Hotman mengatakan, secara keseluruhan pelaku usaha hampir membayar pajak sebesar 100 persen, jika dihitung dari semua aspek pajak lainnya.

"Berarti majikan harus bayar pajak lagi, belum lagi PPN minuman 10 persen, kalau dihitung-hitung hampir 100 persen pajak yang kita bayar. Jadi, kalau memang tujuannya untuk membinasakan kami ya jangan pakai undangan-undang, jangan keluarin izin ya," pungkasnya. 


Hotman Paris Minta Tarif Pajak Hiburan Kembali ke Hitungan Lama

Unggahan Hotman Paris soal KDRT yang menimpa Venna Melinda. (Foto: Dok. Instagram @hotmanparisofficial)

Pengacara kondang Hotman Paris Hutapea, berharap pengaturan tarif pajak hiburan bisa dikembalikan ke peraturan Undang-Undang Pajak Daerah dan Retribusi Daerah (UU PDRD) Nomor 28 Tahun 2009.

Sebab, menurutnya, dalam Ketentuan pajak hiburan terbaru yakni Undang-Undang (UU) Nomor 1 Tahun 2022 tentang Hubungan Keuangan antara Pemerintah Pusat dan Pemerintah Daerah (HKPD), pajak hiburan untuk kategori diskotik, karaoke, kelab malam, bar, dan mandi uap/spa dinilai terlalu tinggi yakni 40-75 persen.

"Kami mengharapkan kembali ke yang lama sudah cukup," kata Hotman Paris saat ditemui di kantor Kementerian Koordinator Bidang Perekonomian di kawasan Lapangan Banteng, Jakarta Pusat, Senin (22/1/2024).Lebih lanjut, Hotman mengatakan, sebelumnya permasalahan mengenai tarif pajak hiburan ini sampai di telinga Presiden Joko Widodo (Jokowi).

Jokowi pun melakukan Rapat dengan para Menteri dalam rapat kabinet pada hari Jumat tanggal 19 Januari 2024. Dalam rapat kabinet tersebut Presiden RI memaklumi bahwa pajak hiburan 40 persen tersebut sangat tidak masuk di akal.

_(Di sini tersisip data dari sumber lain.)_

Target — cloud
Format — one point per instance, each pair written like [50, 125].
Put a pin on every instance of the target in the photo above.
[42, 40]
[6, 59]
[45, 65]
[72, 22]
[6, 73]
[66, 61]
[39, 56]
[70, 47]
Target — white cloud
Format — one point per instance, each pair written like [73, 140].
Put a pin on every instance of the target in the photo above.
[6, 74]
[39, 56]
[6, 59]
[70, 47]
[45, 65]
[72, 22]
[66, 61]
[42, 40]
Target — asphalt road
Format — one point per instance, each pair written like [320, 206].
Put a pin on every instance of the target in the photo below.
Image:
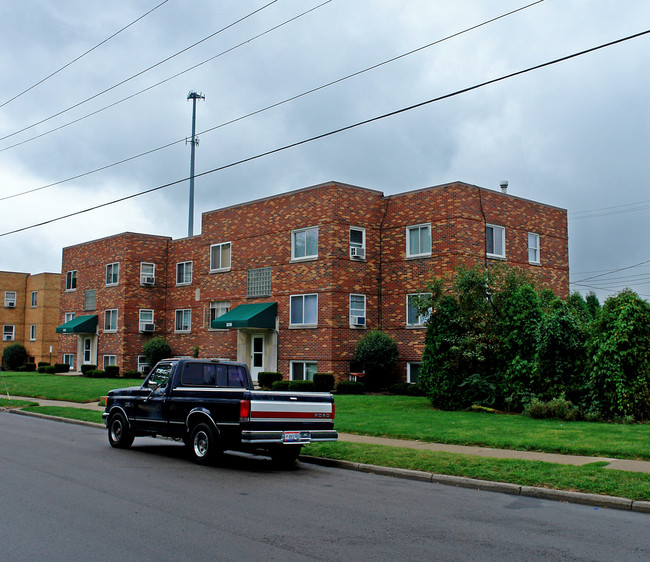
[67, 495]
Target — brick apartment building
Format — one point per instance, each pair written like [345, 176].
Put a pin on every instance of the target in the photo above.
[30, 313]
[290, 283]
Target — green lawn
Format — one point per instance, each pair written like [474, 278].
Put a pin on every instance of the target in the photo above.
[62, 387]
[410, 417]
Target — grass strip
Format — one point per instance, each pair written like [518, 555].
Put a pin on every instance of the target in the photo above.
[591, 478]
[67, 412]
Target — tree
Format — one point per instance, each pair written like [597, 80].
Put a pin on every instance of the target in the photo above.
[155, 349]
[377, 353]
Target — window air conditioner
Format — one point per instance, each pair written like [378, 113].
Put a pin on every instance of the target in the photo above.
[358, 253]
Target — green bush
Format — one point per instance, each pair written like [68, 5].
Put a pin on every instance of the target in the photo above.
[280, 385]
[302, 386]
[266, 378]
[14, 355]
[324, 382]
[350, 387]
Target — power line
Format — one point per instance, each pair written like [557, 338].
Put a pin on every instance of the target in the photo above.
[83, 54]
[256, 112]
[340, 130]
[140, 73]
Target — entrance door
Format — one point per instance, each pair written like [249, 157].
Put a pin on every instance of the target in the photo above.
[87, 351]
[257, 355]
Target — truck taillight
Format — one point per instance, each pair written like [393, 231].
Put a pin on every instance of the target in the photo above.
[244, 410]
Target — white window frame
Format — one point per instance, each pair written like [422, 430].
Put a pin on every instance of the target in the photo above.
[109, 360]
[8, 335]
[293, 321]
[303, 232]
[305, 369]
[186, 278]
[220, 267]
[110, 314]
[421, 319]
[112, 274]
[501, 232]
[184, 312]
[358, 312]
[145, 275]
[142, 321]
[10, 301]
[358, 250]
[419, 253]
[535, 258]
[409, 364]
[71, 280]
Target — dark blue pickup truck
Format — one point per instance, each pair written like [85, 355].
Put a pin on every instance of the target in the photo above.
[212, 406]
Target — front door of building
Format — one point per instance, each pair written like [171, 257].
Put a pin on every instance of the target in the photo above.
[257, 355]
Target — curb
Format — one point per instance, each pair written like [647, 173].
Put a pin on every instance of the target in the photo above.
[595, 500]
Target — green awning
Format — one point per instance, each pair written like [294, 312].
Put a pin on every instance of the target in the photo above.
[79, 325]
[257, 315]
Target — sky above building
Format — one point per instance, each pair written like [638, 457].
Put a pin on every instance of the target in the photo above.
[94, 108]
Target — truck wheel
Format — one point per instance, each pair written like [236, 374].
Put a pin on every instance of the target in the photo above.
[285, 456]
[203, 446]
[119, 434]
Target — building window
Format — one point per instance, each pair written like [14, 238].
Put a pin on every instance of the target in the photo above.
[357, 243]
[414, 304]
[110, 360]
[183, 320]
[8, 332]
[357, 310]
[71, 280]
[110, 320]
[304, 243]
[10, 299]
[143, 365]
[533, 248]
[303, 370]
[258, 282]
[412, 370]
[220, 257]
[68, 359]
[112, 273]
[304, 310]
[217, 309]
[418, 241]
[147, 273]
[90, 299]
[495, 241]
[146, 320]
[184, 273]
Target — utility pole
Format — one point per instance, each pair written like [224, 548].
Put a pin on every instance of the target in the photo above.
[194, 142]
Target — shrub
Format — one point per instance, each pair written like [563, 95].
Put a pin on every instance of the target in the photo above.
[266, 378]
[280, 385]
[14, 355]
[350, 387]
[155, 349]
[302, 386]
[324, 382]
[86, 368]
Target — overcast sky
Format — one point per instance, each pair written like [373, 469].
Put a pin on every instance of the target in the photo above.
[575, 134]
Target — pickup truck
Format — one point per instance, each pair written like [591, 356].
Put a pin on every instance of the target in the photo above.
[212, 406]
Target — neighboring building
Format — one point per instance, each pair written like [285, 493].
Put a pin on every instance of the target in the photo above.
[30, 313]
[291, 282]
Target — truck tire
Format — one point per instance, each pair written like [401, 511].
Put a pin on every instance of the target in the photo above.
[203, 445]
[119, 434]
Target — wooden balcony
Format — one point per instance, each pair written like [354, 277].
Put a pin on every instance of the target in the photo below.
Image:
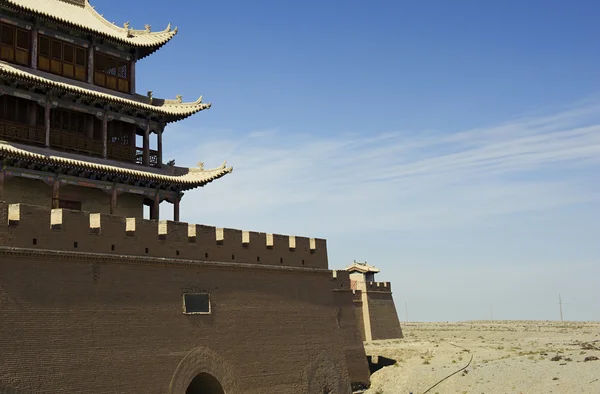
[15, 132]
[153, 157]
[73, 142]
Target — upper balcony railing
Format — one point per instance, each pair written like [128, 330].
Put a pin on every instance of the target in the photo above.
[22, 133]
[70, 142]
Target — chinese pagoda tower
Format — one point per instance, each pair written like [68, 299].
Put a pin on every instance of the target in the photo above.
[70, 115]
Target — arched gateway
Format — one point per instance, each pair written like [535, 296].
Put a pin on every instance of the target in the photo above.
[205, 383]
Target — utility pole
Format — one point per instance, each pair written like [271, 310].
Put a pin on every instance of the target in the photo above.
[560, 307]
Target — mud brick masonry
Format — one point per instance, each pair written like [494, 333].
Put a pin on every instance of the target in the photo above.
[96, 298]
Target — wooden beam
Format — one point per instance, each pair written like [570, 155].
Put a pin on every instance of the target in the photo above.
[56, 193]
[105, 136]
[34, 47]
[159, 145]
[155, 212]
[113, 201]
[47, 122]
[146, 154]
[176, 211]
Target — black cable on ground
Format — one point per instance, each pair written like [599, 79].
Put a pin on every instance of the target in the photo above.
[454, 373]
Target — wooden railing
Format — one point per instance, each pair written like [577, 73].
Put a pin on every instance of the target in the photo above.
[75, 143]
[14, 132]
[121, 153]
[153, 159]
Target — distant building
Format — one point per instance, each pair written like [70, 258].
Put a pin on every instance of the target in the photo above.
[373, 304]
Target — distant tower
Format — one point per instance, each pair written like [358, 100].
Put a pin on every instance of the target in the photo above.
[376, 313]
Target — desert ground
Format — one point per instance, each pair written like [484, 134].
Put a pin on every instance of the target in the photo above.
[507, 357]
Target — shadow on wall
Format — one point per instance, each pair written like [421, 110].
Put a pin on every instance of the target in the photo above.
[378, 362]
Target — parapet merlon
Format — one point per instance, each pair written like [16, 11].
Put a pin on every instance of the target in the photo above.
[30, 226]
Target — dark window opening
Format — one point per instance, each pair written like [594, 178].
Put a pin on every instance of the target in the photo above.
[112, 72]
[197, 303]
[61, 58]
[14, 44]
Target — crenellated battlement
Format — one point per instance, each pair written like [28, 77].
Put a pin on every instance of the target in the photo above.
[379, 286]
[60, 229]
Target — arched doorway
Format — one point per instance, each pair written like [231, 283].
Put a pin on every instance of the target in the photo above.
[205, 384]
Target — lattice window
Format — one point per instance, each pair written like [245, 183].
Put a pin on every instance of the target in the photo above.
[14, 109]
[120, 133]
[14, 44]
[70, 121]
[112, 72]
[62, 58]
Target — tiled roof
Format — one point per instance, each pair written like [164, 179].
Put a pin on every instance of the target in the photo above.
[84, 17]
[361, 267]
[188, 178]
[173, 109]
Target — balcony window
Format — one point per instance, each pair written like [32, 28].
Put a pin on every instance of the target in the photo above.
[112, 72]
[61, 58]
[14, 44]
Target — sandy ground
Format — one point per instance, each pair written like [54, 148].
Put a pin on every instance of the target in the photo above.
[507, 357]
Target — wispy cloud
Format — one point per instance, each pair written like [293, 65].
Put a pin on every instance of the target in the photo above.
[320, 185]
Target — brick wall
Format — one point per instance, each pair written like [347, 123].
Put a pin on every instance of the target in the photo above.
[36, 192]
[77, 322]
[384, 317]
[41, 228]
[358, 312]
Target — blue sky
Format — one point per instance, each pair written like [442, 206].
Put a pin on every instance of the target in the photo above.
[455, 145]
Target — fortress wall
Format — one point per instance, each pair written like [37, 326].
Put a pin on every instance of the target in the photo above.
[379, 286]
[39, 227]
[384, 317]
[358, 368]
[108, 323]
[358, 313]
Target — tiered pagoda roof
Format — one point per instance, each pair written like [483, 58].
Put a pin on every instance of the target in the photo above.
[361, 267]
[183, 178]
[80, 15]
[173, 110]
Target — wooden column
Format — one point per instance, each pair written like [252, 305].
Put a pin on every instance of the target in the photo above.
[155, 211]
[146, 156]
[105, 136]
[32, 115]
[47, 122]
[113, 201]
[56, 194]
[176, 211]
[34, 37]
[159, 144]
[1, 184]
[91, 63]
[132, 79]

Oleh karena itu, Presiden telah memberikan instruksi kepada menteri dalam negeri untuk menerbitkan Surat Edaran ke seluruh Gubernur/ Bupati/ Wali kota untuk memberlakukan Pasal 101 UU Nomor 1 Tahun 2022 tentang Hubungan Keuangan Antara Pemerintah Pusat dan Pemerintahan Daerah untuk secara jabatan ex-officio, untuk tidak memberlakukan pajak hiburan sebesar 40 persen.

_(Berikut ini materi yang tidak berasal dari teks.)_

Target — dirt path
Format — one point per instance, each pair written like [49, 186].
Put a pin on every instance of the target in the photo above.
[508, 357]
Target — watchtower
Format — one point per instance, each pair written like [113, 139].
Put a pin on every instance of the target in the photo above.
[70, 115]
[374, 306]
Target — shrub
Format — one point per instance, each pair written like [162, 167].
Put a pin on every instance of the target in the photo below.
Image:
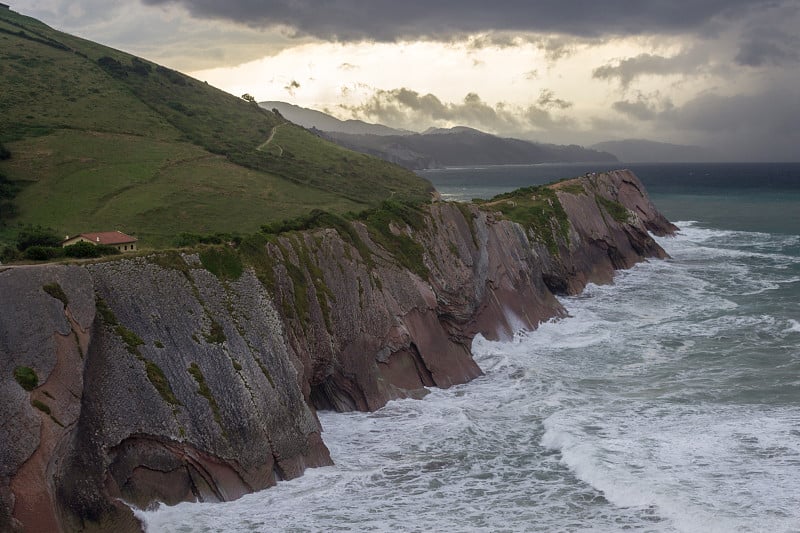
[9, 253]
[43, 253]
[37, 236]
[222, 262]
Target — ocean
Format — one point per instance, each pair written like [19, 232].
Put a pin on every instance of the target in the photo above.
[668, 401]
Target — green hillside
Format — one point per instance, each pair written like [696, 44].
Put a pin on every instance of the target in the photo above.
[101, 140]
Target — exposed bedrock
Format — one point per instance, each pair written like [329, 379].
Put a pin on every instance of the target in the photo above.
[196, 376]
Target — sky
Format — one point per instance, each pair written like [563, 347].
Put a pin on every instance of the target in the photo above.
[724, 74]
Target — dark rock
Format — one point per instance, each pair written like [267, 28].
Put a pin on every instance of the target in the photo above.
[165, 383]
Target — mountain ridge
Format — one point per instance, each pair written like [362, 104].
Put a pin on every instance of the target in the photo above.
[438, 147]
[103, 140]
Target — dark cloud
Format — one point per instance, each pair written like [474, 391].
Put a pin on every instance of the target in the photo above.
[388, 20]
[547, 100]
[768, 47]
[406, 108]
[757, 126]
[627, 70]
[291, 86]
[638, 109]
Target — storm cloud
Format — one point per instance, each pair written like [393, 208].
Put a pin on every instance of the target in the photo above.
[403, 108]
[389, 20]
[627, 70]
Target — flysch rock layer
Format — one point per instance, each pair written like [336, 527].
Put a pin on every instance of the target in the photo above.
[159, 381]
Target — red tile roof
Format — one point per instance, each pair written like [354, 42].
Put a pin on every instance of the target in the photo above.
[109, 237]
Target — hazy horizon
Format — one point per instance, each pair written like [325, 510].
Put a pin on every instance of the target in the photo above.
[723, 75]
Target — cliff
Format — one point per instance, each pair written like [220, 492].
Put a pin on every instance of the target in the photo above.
[182, 376]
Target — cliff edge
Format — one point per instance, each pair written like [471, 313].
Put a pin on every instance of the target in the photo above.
[197, 375]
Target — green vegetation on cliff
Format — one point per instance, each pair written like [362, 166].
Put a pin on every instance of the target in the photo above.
[537, 209]
[103, 140]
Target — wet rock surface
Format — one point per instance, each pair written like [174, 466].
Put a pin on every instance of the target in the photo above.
[161, 381]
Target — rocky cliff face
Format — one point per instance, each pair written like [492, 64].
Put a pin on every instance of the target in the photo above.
[191, 376]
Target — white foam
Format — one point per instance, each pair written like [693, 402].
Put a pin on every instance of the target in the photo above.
[619, 416]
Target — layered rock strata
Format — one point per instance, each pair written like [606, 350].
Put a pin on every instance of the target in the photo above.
[196, 376]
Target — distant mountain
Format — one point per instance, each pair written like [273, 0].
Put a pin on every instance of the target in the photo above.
[94, 139]
[644, 151]
[310, 118]
[462, 146]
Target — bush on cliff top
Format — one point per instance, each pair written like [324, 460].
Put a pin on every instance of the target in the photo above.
[537, 209]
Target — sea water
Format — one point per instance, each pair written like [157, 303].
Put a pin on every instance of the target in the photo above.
[666, 401]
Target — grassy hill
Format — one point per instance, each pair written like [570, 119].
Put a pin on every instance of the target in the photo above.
[101, 140]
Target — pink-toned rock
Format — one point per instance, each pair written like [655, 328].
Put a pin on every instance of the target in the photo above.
[177, 385]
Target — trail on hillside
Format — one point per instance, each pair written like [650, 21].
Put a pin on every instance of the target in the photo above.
[266, 143]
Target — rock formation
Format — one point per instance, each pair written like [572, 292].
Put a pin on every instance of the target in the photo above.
[183, 376]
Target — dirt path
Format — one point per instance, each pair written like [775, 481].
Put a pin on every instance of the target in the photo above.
[266, 143]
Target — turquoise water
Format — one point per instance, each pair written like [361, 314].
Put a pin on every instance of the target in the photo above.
[668, 401]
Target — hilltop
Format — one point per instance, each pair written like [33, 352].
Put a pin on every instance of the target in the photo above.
[462, 146]
[102, 140]
[435, 147]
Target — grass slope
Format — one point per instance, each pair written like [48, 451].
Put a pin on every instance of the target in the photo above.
[102, 140]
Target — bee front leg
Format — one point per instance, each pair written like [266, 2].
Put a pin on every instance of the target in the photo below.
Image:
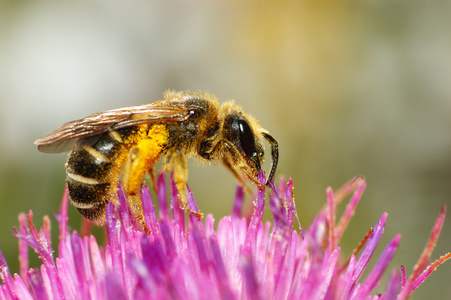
[177, 162]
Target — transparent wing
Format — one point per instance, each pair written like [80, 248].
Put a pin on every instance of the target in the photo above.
[63, 138]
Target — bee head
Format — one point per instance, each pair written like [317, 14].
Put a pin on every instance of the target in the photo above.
[243, 140]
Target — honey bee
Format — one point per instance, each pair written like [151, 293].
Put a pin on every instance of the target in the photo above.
[125, 143]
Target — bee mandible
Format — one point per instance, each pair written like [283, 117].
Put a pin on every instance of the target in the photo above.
[124, 144]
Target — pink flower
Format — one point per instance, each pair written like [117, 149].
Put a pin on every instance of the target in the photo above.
[243, 258]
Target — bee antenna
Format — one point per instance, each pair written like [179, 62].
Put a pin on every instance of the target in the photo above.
[274, 154]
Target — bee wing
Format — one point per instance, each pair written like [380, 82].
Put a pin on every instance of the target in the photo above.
[63, 138]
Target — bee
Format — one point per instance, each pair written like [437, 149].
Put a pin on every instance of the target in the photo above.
[124, 144]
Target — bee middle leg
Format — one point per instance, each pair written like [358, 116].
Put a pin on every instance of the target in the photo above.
[140, 159]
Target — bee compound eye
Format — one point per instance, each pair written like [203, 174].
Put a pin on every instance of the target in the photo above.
[247, 138]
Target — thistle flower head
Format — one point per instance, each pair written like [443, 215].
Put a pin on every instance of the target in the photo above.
[243, 258]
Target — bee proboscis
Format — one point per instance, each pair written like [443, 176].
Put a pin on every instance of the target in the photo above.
[125, 143]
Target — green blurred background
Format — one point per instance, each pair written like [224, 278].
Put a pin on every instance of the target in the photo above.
[356, 88]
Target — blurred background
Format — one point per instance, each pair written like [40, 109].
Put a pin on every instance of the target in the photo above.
[348, 89]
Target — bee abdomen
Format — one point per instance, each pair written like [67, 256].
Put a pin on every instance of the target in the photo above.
[89, 172]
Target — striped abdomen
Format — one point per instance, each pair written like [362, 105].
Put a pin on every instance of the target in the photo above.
[92, 169]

Sebagai tindak lanjut Rapat Kabinet tersebut, maka Menteri Dalam Negeri sudah mengeluarkan Surat Edaran No. 900.1.13.1/403/SJ tanggal 19 Januari 2024 tentang Petunjuk Pelaksanaan Pajak Barang dan Jasa Tertentu Atas Jasa Kesenian dan Hiburan Tertentu Berdasarkan Undang-Undang Nomor 1 Tahun 2022.

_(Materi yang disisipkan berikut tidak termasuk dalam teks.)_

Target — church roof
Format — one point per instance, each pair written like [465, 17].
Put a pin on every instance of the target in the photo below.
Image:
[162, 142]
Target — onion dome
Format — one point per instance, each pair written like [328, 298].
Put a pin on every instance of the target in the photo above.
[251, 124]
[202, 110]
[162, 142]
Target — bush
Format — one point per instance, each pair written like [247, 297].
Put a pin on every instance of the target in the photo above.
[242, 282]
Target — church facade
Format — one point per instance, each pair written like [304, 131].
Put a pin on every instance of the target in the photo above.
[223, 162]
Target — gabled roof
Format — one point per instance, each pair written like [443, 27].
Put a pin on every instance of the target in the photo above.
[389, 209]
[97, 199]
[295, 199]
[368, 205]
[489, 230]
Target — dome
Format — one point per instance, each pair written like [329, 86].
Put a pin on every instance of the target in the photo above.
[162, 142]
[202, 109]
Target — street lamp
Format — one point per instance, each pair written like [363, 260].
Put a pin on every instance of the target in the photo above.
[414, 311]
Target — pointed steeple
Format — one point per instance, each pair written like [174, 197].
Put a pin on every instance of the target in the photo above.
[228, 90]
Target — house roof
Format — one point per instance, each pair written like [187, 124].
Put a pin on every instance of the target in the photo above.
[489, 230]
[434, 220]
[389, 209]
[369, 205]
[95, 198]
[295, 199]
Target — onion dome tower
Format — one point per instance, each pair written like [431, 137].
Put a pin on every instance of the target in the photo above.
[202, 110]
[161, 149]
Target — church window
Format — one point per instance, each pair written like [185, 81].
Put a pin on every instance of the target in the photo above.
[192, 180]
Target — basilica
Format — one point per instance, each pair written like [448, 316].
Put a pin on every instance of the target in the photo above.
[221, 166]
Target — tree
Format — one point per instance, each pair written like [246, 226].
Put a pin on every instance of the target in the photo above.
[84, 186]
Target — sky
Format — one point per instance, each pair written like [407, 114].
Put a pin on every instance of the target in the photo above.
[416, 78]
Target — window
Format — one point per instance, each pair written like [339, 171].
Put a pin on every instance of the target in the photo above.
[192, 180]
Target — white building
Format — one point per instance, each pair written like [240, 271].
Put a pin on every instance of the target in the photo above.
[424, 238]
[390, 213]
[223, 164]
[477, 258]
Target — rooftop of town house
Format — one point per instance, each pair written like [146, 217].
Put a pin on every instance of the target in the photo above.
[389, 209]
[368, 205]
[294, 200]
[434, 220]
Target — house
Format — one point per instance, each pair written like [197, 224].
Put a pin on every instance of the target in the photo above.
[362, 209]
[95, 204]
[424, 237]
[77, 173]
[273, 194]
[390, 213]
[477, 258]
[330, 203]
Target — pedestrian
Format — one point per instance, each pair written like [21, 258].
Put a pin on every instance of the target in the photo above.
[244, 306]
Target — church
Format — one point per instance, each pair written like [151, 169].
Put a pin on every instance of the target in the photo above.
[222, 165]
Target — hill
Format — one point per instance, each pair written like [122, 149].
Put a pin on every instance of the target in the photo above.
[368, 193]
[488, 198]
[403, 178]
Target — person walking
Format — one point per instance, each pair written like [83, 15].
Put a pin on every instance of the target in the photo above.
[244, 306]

Tujuan dari Surat Edaran Mendagri adalah untuk lebih meyakinkan para Gubernur/ Bupati/ Wali Kota untuk melaksanakan Pasal 101 UU Nomor 1 Tahun 2022.

"Karena Pemda ragu-ragu maka pak Jokowi sudah memerintahkan Mendagri menerbitkan surat edaran dan sudah terbit juga edarannya, yang hari ini juga isi surat edaran itu antara lain, pemda secara jabatan tidak harus patuh kepada 40 persen, dia berwenang kembali kepada tarif yang lama atau bahkan mengurangi, itu isi Undang-undang," pungkasnya.